Capacity Sharing

The Project

Discrete authorization and efficient mutual authentication in capacity sharing-enabled networks

As computation becomes more and more pervasive in the society, networks grow to deal with the increasing number of users. In addition, connectivity is provided in multiple platforms, a trend that leads to the so-called Internet of Things. Thus, the question on how to maximize resources in a fair, efficient and demand-oriented way comes out. An approach to cope with this challenge is capacity sharing, where a user shares a quote of their primary connection. For instance, it is very common to share internet access from a GSM interface with other users through a Wi-Fi interface, e.g. via Wi-Fi Direct, which is native for Android.

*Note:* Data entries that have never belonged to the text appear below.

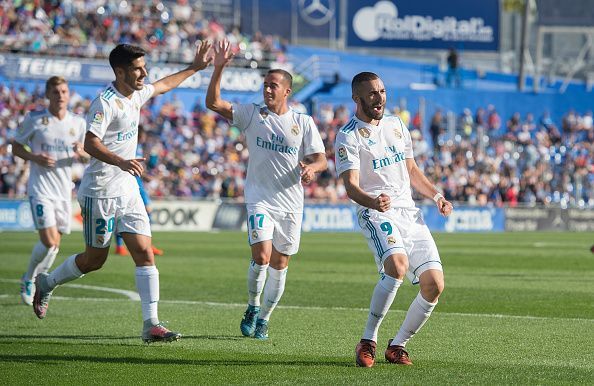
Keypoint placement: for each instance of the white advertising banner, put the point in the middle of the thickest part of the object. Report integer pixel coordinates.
(170, 215)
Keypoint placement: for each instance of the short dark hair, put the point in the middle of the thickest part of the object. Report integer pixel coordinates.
(53, 82)
(360, 78)
(124, 54)
(285, 74)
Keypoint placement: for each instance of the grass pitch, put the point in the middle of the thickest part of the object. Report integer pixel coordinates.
(518, 308)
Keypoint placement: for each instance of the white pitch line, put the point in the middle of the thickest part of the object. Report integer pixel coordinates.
(131, 295)
(316, 308)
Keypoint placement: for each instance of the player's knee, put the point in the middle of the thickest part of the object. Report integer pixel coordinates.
(88, 263)
(396, 266)
(431, 290)
(49, 244)
(261, 258)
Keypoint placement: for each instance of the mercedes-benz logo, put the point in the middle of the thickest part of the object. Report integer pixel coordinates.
(317, 12)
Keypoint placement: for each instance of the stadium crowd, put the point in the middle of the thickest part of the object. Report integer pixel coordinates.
(168, 30)
(191, 152)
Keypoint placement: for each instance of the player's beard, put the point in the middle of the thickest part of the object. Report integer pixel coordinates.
(370, 111)
(133, 83)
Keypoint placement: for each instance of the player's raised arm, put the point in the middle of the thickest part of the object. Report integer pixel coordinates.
(201, 61)
(420, 182)
(222, 57)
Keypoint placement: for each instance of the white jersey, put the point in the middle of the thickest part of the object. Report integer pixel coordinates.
(113, 118)
(379, 153)
(45, 133)
(276, 144)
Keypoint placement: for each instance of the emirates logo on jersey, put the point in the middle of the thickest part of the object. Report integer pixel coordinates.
(364, 132)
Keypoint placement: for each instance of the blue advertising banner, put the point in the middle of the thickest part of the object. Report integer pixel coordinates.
(82, 71)
(462, 24)
(16, 215)
(465, 219)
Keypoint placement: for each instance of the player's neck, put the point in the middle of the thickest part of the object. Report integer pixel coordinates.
(57, 112)
(364, 118)
(278, 109)
(123, 88)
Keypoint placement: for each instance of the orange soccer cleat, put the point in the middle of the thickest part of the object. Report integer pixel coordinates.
(397, 355)
(365, 353)
(122, 251)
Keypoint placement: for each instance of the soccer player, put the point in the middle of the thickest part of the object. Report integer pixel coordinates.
(285, 150)
(108, 195)
(374, 158)
(53, 137)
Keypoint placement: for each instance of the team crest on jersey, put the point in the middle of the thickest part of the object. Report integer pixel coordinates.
(364, 132)
(98, 117)
(342, 153)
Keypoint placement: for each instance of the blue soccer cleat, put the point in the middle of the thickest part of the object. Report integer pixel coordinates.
(261, 329)
(248, 323)
(27, 291)
(42, 295)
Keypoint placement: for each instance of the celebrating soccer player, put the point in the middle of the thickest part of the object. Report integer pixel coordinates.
(109, 195)
(54, 137)
(285, 150)
(374, 158)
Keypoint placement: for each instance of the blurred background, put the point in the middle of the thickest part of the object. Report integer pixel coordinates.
(497, 95)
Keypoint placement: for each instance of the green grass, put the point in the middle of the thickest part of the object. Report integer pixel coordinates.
(517, 309)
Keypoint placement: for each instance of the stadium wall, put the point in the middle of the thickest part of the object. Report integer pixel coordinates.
(204, 216)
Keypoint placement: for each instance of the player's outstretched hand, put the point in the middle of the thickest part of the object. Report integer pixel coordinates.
(203, 56)
(382, 203)
(223, 54)
(132, 166)
(44, 160)
(307, 173)
(444, 206)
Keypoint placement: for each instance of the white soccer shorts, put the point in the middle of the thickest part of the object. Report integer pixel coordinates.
(48, 213)
(102, 217)
(400, 230)
(283, 228)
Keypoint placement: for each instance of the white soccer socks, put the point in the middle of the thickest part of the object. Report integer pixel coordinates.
(418, 313)
(41, 260)
(256, 280)
(65, 272)
(383, 296)
(147, 283)
(273, 290)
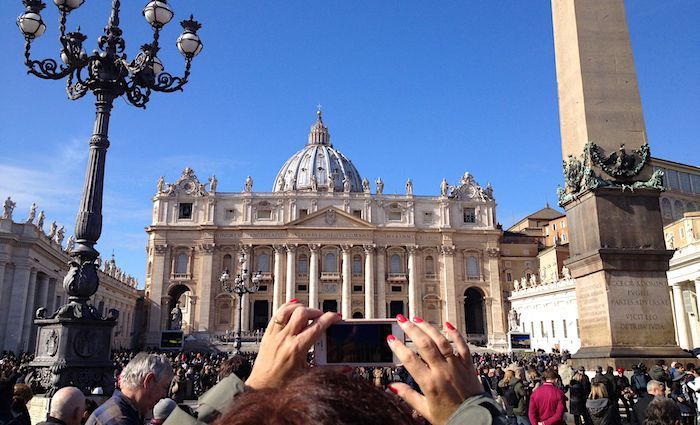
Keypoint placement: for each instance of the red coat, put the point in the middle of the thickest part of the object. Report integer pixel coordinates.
(547, 405)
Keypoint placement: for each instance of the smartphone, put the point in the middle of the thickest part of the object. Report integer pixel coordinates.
(358, 342)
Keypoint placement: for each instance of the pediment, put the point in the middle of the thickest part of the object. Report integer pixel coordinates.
(331, 217)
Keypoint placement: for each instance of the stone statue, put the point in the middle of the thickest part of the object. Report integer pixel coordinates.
(565, 272)
(52, 230)
(9, 207)
(32, 213)
(365, 185)
(70, 243)
(176, 318)
(513, 320)
(40, 221)
(60, 234)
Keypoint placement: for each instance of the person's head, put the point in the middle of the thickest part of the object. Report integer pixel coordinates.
(598, 391)
(23, 393)
(238, 365)
(146, 379)
(318, 397)
(68, 405)
(663, 411)
(550, 376)
(656, 388)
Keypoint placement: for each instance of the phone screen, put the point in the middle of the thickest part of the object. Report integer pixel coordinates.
(358, 343)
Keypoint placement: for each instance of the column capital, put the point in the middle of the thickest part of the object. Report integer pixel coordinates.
(448, 250)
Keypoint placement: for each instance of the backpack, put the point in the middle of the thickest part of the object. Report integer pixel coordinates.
(639, 382)
(510, 396)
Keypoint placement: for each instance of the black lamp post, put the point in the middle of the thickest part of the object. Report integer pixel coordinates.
(108, 74)
(242, 284)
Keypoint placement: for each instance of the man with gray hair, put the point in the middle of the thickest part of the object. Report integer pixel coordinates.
(144, 381)
(655, 389)
(67, 407)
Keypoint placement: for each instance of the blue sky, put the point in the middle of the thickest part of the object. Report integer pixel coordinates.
(409, 89)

As of that Bob shares his connection with Alice, the Internet Service Provider (ISP) does not become aware of Alice and cannot assign any additional bandwidth nor apply any QoS rule, access restriction, or policy on Alice’s traffic without affecting Bob’s. Furthermore, any misconduct of Alice through this shared connection will be unfairly assigned to Bob, since he is the single owner of the connection.

If a network operator was able to distinguish the traffic between Alice and Bob, it could serve each one individually through the same connection. This allows the network operator to offer new different package services while reducing operational costs. From a user perspective, sharing their connection is worthwhile since the network operator could provide extra advantages, e.g. bandwidth increment.

Our Contribution

The current graduation work describes a novel technique for the discrete management of the authorization process focused on this capacity sharing scenario. The access control is obtained using multi-time signatures to achieve discrete authorization by construction and not simply by system control which is susceptible to corruption of internal employees while easing system management complexity. These signature schemes strictly enable a limited number of signatures, therefore it can grant only a limited number of access tokens.